An interview with the DTK. Corporate Watch.

Workers at a honey cooperative near Wan (Van in Turkish). The Co-op was set up with the help of the Democratic Society Congress economic commission.

Workers at a honey cooperative near Wan (Van in Turkish). The Co-op was set up with the help of the Democratic Society Congress economic commission.

Democratic autonomy is a movement which aims to establish a network of grassroots assemblies in Bakur (the Kurmanji Kurdish word for the area of Kurdistan within the borders of Turkey). Corporate Watch carried out interviews with several of the organisations involved in the process of democratic autonomy in June and July 2015.

The democratic autonomy movement in North Kurdistan is part of the wider movements for ‘democratic confederalism’ in Kurdistan. In the writing of Abdullah Öcalan, the imprisoned leader of the Kurdistan Worker’s Party (PKK), ‘democratic autonomy’ is achieved when people begin to organise themselves through grassroots assemblies or communes. Following on from this, the term ‘democratic confederalism’ is used to describe networks of these local assemblies joining together in a confederation.
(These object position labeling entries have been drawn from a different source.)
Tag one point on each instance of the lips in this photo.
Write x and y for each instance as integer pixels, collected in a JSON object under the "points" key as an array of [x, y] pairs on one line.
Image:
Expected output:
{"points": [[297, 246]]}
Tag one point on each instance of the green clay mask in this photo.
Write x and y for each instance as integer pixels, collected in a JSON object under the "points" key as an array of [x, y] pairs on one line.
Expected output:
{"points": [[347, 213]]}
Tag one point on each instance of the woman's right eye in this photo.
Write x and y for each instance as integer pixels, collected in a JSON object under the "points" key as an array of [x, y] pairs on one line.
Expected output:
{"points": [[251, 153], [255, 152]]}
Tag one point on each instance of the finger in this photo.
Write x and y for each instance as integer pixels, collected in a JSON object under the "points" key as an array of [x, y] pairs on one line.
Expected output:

The most well known example of the application of the ideas of democratic confederalism is in Rojava, the autonomous largely Kurdish region in the North of Syria. However, people across the border in Bakur have been putting the ideas of democratic confederalism into practice since long before the Arab Spring. In around 2005 the PKK had created the Kurdistan Communities Union (KCK), an umbrella organisation aimed at uniting Kurdish people living within all four parts of Kurdistan and the diaspora and achieving democratic confederalism throughout Kurdistan.

The Democratic Society Congress (DTK), set up in Bakur in 2007, acts as an umbrella organisation, and aims to establish democratic confederalism in Bakur. It meets every three months and is made up of representatives of different ethnic groups and political parties as well as representatives of local assemblies. It operates as a parliament, and attempts to create a new society under the weight of repression from the existing one. Since the establishment of the DTK, local assemblies have been set up all over Bakur. The DTK has also set up regional commissions to deal with issues such as ecology, economy, education, language, religion, culture, science, diplomacy, women and young people.